A well-designed FOSS alternative in any of these spaces, built by a small team leveraging the current generation of AI tooling, with a clean licence and a genuine community is a credible threat in a way it simply wasn't possible three years ago. They know this, which is partly why the pace of proprietary pivots and acquisitions is accelerating. The window for pre-emptive consolidation is closing.
For a New Golden Age of FOSS
The first golden age of open source happened because the internet eliminated the cost of distribution. Linux didn't win by outspending SCO or Sun. It won because the economics of sharing code shifted so dramatically that the proprietary model could no longer justify its own overhead for most use cases. The infrastructure of the modern internet (Apache, MySQL, OpenSSH, Linux itself) was built largely by contributors who couldn't have done it without that distribution revolution.

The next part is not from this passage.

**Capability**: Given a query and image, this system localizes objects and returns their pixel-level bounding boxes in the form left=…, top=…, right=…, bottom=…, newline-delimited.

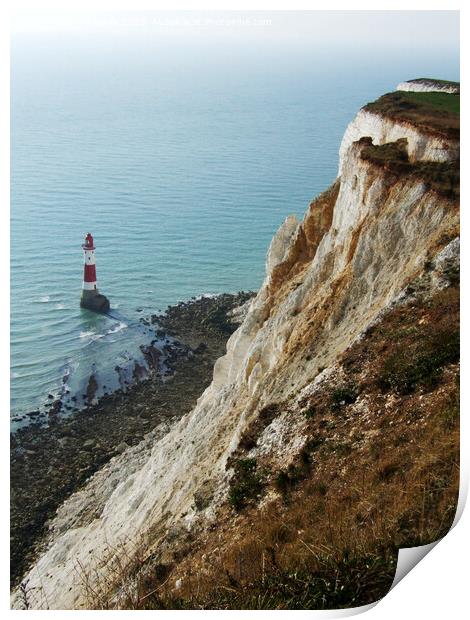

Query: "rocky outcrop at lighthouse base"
left=13, top=81, right=459, bottom=609
left=80, top=290, right=110, bottom=314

We are at an analogous inflection point, but on the production side. The cost of writing software is falling the way the cost of distributing software fell in the nineties. The implications are the same: the competitive advantage that large engineering organisations held through execution capacity is being democratised.
That doesn't mean expertise stops mattering. It doesn't mean quality is free. It doesn't mean every ill-conceived FOSS project is suddenly viable. The governance challenges around AI-assisted contributions are real and will require new norms : better review tooling, clearer contribution standards, more explicit signal-to-noise filtering.
But it does mean that the class of problems that were previously "too expensive to FOSS" is shrinking. The stale, expensive, proprietary dominant players in tech are facing a structural shift in the cost curve of their competition. For the first time in a while, the economics of building a genuinely free alternative are on the right side of viable at least for the bootstrapping.
The AI wave is not the enemy of free software. Handled well — with good licences, healthy governance, and the willingness to build — it might be its best chance in a generation to actually take back control.